The Levant captain, on the first offer of Candide, had turned the head of the vessel towards the city, and made the other slaves row faster than a bird cleaves the air.

Candide embraced the Baron and Pangloss a hundred times.

"How happened it that I did not kill you, my dear Baron? and, my dear Pangloss, how came you to life again, after being hanged? and how came both of you to be galley-slaves in Turkey?"
"Is it true that my dear sister is in this country?" said the Baron.
"Yes," replied Cacambo.
"Then I see my dear Candide once more," said Pangloss. .

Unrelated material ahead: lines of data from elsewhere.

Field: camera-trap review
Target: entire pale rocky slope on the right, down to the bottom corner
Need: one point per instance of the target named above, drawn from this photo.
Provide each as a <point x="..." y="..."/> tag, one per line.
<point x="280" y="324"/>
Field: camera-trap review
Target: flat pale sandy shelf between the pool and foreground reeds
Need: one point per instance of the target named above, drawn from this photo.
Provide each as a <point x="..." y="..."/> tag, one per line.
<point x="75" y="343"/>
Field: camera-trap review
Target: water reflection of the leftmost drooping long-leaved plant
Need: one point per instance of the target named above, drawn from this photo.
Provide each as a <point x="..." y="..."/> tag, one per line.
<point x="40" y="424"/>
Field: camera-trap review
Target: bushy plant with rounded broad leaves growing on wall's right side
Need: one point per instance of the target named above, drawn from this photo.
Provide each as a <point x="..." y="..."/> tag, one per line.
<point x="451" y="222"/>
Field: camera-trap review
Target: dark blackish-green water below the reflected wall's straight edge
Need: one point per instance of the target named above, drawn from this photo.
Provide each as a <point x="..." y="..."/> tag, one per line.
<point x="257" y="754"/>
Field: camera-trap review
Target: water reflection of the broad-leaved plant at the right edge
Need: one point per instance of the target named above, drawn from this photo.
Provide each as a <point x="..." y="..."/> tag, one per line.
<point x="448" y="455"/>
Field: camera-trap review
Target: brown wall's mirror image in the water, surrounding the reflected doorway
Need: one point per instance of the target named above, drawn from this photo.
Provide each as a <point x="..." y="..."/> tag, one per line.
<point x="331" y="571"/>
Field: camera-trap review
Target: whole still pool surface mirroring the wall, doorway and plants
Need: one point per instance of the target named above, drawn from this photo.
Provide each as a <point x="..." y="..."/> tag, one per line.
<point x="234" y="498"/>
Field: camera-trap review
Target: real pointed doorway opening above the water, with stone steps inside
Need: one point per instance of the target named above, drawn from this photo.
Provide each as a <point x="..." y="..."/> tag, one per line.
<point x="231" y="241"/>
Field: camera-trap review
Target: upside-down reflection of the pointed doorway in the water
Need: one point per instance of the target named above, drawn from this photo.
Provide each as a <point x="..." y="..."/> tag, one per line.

Candide presented Martin and Cacambo to them; the whole party mutually embraced, and all spoke at the same time. The galley flew like lightning, and they were already in the port. A Jew was sent for, to whom Candide sold a diamond for fifty thousand sequins, which was worth a hundred thousand, the Israelite swearing by Abraham that he could not give any more. He immediately paid the ransom of the Baron and Pangloss. The latter threw himself at the feet of his deliverer, and bathed them with his tears; as for the other, he thanked him with a nod, and promised to repay him the money the first opportunity.

"But is it possible that my sister is in Turkey?" said he.
"Nothing is more possible," replied Cacambo , "for she scours dishes in the house of a prince of Transylvania!"

Two more Jews were instantly sent for, to whom Candide sold some more diamonds; and he and his party all set out again, in another galley, to go and deliver Cunegonde.